When Olivia “Liv” Bloom receives an art scholarship to the prestigious Wickham Hall, she never expects that her world will collide with Malcolm Astor – boys from distinguished, wealthy families like Malcolm Astor don’t mingle with plain, foster care rescues like Liv.  She also never imagines that only weeks after arriving at Wickham Hall she will be brutally murdered.

I try to give authors the benefit of the doubt.  For me, mediocre writing can be overlooked if a story is solid and well executed.  Within “Liv, Forever” lie the bones and flesh of a decent story.  They never quite come together, however, to form a cohesive or enjoyable story.  The end result is a painful and tedious read.

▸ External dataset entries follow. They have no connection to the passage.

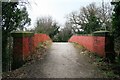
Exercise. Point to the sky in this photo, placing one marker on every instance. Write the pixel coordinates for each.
(57, 9)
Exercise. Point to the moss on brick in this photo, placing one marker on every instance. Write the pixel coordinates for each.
(22, 34)
(101, 33)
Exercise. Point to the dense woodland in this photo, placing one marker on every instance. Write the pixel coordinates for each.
(86, 20)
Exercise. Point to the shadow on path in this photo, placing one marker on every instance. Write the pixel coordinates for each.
(62, 60)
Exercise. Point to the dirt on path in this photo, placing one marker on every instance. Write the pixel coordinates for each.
(61, 60)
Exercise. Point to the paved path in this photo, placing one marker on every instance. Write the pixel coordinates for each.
(62, 60)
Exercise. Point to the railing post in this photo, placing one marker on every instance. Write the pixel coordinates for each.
(21, 47)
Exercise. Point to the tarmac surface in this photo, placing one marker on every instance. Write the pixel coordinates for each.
(62, 60)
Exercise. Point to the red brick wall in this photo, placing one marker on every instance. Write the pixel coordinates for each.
(92, 43)
(24, 46)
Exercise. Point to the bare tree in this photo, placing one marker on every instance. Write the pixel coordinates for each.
(47, 25)
(91, 18)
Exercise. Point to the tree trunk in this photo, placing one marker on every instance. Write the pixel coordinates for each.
(4, 52)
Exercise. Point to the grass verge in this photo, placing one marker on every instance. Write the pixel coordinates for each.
(110, 70)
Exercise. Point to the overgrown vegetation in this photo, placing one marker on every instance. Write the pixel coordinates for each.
(116, 28)
(12, 19)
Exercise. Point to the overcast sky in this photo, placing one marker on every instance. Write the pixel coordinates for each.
(58, 9)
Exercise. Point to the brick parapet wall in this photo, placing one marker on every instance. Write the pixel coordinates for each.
(24, 44)
(101, 45)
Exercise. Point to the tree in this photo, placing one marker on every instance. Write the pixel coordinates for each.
(12, 18)
(64, 33)
(47, 25)
(116, 27)
(90, 18)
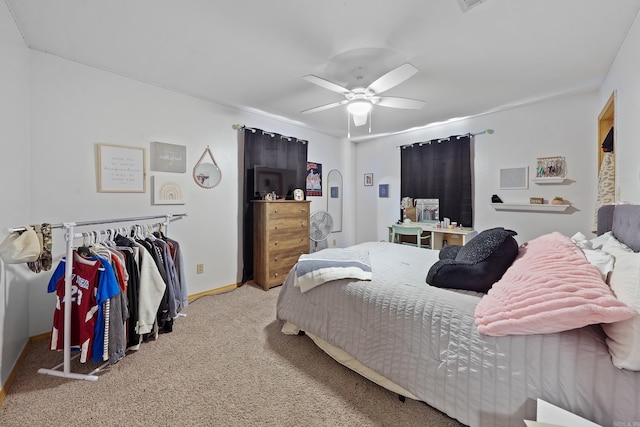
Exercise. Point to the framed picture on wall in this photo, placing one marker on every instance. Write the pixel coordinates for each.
(121, 169)
(168, 157)
(314, 179)
(383, 190)
(514, 178)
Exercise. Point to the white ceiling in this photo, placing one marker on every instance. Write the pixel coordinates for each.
(252, 54)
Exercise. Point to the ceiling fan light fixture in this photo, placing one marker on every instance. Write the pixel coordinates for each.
(359, 107)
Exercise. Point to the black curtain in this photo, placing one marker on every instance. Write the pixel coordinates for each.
(440, 169)
(271, 150)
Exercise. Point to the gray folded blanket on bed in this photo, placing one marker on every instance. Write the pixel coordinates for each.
(331, 264)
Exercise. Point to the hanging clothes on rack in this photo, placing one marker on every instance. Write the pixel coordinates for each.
(98, 287)
(176, 255)
(93, 283)
(151, 288)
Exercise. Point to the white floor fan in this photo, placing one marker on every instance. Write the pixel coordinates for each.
(321, 225)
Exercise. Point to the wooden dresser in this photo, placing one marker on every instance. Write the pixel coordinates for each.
(280, 236)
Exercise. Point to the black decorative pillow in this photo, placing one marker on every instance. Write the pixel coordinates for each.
(478, 264)
(449, 252)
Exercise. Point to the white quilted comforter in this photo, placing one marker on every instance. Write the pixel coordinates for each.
(425, 340)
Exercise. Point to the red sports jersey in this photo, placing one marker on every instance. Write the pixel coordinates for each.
(84, 283)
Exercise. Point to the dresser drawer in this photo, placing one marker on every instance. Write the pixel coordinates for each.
(281, 235)
(288, 212)
(282, 225)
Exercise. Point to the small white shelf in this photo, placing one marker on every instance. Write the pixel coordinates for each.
(545, 207)
(543, 181)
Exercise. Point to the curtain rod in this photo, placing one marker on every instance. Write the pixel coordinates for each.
(487, 131)
(168, 217)
(238, 126)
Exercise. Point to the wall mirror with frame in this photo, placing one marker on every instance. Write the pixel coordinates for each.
(334, 198)
(206, 172)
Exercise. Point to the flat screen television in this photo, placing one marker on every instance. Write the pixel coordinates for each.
(266, 180)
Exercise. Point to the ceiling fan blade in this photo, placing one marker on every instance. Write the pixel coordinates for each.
(360, 119)
(395, 102)
(326, 84)
(393, 78)
(324, 107)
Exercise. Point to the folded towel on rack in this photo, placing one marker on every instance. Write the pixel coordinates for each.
(331, 264)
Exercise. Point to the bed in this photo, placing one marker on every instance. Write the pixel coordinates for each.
(423, 342)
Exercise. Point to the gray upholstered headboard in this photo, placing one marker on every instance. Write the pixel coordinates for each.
(623, 221)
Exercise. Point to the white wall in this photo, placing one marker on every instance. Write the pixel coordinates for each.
(75, 107)
(624, 79)
(14, 179)
(561, 127)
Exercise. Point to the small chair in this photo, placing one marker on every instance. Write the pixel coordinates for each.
(410, 230)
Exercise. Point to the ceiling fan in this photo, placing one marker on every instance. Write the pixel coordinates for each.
(360, 100)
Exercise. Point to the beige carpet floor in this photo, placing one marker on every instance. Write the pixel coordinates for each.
(225, 364)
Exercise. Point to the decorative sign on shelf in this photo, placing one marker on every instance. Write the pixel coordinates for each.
(121, 169)
(551, 167)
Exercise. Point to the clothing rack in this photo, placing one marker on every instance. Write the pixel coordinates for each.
(70, 235)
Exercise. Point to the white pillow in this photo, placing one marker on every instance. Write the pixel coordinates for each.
(601, 260)
(581, 241)
(600, 241)
(623, 338)
(613, 244)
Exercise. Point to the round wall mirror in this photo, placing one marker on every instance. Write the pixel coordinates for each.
(206, 173)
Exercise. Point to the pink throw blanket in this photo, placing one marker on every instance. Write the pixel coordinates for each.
(550, 287)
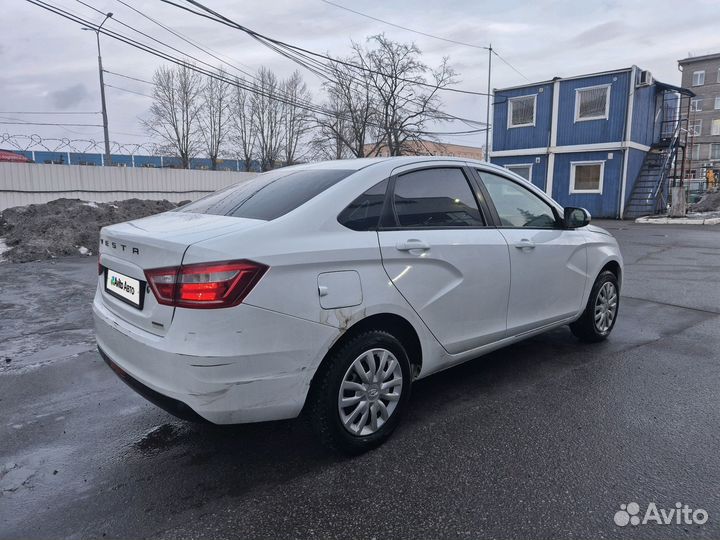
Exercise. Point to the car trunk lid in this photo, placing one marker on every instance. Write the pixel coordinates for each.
(128, 249)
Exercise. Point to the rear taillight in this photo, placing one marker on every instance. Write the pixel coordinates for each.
(211, 285)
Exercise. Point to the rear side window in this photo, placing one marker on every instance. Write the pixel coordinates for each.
(517, 206)
(363, 214)
(269, 195)
(435, 198)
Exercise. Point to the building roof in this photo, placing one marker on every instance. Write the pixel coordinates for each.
(550, 81)
(691, 59)
(661, 85)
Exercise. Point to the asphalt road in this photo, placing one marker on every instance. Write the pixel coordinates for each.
(545, 439)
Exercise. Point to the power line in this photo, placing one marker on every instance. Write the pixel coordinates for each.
(427, 35)
(50, 112)
(305, 54)
(510, 65)
(128, 91)
(128, 77)
(168, 57)
(206, 50)
(405, 27)
(48, 124)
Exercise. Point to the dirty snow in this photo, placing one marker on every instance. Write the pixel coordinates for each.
(3, 248)
(65, 226)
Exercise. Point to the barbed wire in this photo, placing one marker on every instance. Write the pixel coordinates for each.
(38, 143)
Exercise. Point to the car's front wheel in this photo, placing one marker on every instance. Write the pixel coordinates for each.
(360, 392)
(598, 319)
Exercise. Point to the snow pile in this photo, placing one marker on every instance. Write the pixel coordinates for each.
(65, 226)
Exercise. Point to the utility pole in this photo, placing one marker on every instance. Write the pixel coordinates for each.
(108, 157)
(487, 112)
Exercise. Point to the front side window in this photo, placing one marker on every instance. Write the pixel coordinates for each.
(586, 177)
(695, 128)
(435, 198)
(268, 195)
(521, 111)
(592, 103)
(517, 206)
(521, 170)
(363, 214)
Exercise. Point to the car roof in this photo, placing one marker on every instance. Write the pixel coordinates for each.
(356, 164)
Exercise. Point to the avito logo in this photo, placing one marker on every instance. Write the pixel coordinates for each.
(682, 514)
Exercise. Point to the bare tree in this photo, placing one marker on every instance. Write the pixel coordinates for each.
(405, 104)
(296, 118)
(215, 116)
(175, 111)
(352, 108)
(267, 118)
(244, 134)
(332, 134)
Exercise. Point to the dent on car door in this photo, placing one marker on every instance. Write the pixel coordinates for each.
(450, 267)
(548, 262)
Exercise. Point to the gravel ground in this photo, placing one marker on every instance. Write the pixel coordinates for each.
(544, 439)
(710, 202)
(65, 226)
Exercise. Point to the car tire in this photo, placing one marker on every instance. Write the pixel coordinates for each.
(600, 315)
(346, 430)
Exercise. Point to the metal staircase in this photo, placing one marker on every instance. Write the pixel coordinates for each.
(649, 194)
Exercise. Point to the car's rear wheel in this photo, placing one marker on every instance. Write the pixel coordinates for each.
(598, 319)
(360, 392)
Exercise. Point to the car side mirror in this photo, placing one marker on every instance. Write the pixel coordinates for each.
(575, 217)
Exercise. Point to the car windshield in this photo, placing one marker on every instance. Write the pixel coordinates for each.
(269, 195)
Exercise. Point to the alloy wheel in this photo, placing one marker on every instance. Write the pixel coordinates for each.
(370, 391)
(605, 307)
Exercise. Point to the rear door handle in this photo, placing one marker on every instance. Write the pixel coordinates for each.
(411, 244)
(525, 244)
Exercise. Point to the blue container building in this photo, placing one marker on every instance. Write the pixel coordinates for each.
(609, 142)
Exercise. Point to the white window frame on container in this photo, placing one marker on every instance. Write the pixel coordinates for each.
(715, 127)
(578, 92)
(511, 166)
(715, 151)
(691, 128)
(574, 165)
(518, 98)
(695, 152)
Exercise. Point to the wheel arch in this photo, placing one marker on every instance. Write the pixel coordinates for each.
(396, 324)
(615, 267)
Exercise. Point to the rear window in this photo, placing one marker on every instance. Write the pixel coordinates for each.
(269, 195)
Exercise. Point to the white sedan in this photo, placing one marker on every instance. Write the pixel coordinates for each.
(329, 288)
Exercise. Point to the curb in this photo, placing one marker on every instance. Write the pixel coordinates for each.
(678, 221)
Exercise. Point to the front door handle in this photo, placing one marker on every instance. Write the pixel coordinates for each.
(525, 244)
(411, 244)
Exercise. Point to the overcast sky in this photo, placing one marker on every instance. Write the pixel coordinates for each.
(49, 64)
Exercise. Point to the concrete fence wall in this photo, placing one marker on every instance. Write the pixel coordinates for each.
(24, 183)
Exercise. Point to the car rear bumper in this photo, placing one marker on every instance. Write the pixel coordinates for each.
(228, 366)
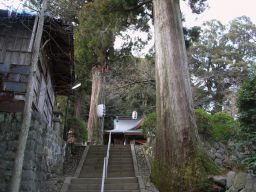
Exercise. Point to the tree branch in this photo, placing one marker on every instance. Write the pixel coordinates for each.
(138, 6)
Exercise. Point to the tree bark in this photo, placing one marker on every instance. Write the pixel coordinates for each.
(19, 159)
(78, 106)
(177, 138)
(95, 93)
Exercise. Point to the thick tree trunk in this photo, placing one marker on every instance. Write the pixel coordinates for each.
(92, 124)
(177, 139)
(19, 158)
(78, 106)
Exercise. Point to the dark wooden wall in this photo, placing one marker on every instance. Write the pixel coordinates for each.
(15, 60)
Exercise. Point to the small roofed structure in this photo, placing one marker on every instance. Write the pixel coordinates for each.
(127, 131)
(54, 70)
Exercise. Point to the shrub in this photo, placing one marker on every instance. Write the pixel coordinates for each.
(79, 127)
(203, 121)
(223, 126)
(246, 103)
(149, 125)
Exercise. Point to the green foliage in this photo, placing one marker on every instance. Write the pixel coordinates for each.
(149, 125)
(246, 103)
(190, 175)
(218, 127)
(80, 129)
(203, 121)
(223, 126)
(220, 60)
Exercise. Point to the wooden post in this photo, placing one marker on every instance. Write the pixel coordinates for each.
(19, 159)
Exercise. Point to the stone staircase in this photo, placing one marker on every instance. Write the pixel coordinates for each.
(121, 175)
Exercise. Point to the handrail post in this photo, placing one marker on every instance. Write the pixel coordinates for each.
(105, 164)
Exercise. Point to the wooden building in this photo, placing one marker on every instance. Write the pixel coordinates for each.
(126, 131)
(54, 69)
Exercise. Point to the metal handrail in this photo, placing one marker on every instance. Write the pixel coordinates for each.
(105, 164)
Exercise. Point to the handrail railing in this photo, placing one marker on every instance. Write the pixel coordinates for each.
(105, 164)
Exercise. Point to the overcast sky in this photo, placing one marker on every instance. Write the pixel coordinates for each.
(222, 10)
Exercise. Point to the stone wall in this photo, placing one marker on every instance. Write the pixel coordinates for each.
(240, 182)
(218, 152)
(43, 155)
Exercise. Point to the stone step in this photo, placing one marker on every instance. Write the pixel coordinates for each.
(108, 186)
(108, 180)
(82, 190)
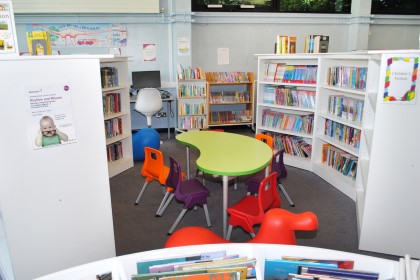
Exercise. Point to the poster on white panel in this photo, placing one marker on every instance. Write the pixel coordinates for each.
(50, 115)
(401, 80)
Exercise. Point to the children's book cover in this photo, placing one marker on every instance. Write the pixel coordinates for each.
(8, 40)
(277, 269)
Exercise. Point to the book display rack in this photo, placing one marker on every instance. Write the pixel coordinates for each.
(286, 95)
(117, 117)
(230, 98)
(192, 99)
(362, 104)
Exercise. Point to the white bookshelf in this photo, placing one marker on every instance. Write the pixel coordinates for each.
(116, 166)
(263, 104)
(385, 188)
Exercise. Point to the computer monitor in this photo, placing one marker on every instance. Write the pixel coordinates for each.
(145, 79)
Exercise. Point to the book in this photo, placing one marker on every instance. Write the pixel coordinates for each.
(338, 272)
(159, 275)
(280, 269)
(39, 43)
(205, 276)
(347, 264)
(292, 44)
(323, 44)
(143, 266)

One of the biggest setbacks for “Liv, Forever” is its poor character development.  It has been awhile since I have encountered characters that were so one-dimensional and interchangeable.  Throughout the book, the reader even encounters girls from different time periods (not a spoiler) and they might as well be the same girl.  Sure, Talkington describes what kind of music the girls like, what they’re wearing, and even makes them throw out some random era-appropriate slang but these are superficial and lack the depth needed to create a unique individual.  The sideline characters aren’t the only ones who suffer as Malcolm, Olivia, and Gabriel are also downright boring and completely devoid of personalities.  These wooden characters only serve to enhance another of the books flaws – the dreaded, yet often present, Insta-Love.

For the record, I am not always opposed to Insta-Love in a book and I am especially more forgiving when it comes to YA Fiction.  The Love at First Sight (literally) that occurs between Olivia and Malcolm, however, is completely unfounded since there is ZERO chemistry between the two.  Even if their attraction was solely physical, Talkington fails to convey it to the reader.

Another reason this book annoyed me was the overuse of “namedropping” artists and works of art.  I get it, Liv is a art student.  It is an authors job to create a visual for the reader, though, and Talkington uses references to famous artists and their works as stand-ins for descriptions.  For example, when Liv encounters some of the woodwork at Wickham, she narrates, “The style reminded me of the etchings from The Marriage of Heaven and Hell”.   Following are my issues with this style of writing:  First, if I had no clue who William Blake was, this description tells me NOTHING.  Second, if I am familiar with The Marriage of Heaven and Hell, I am now removed from the book and am thinking of William Blake and his etchings instead.  Third, letting established, honored works of art speak for you is just lazy writing.  If this was something that occurred once or twice throughout the book it could easily be overlooked, however, “Liv, Forever” is abundant with these types of references.  When not using Van Gogh and Michaelangelo to do her dirty work, Talkington’s writing came across as sterile and lacking emotion.

In conclusion, Amy Talkington’s “Liv, Forever” is a YA murder mystery/romance that never “Livs” up to its potential (Ha!  See what I did there?).  The story is disjointed and the back story – the big reveal at the end – is so underdeveloped that it leaves the reader with too many unanswered questions.  The result is a book that feels incomplete.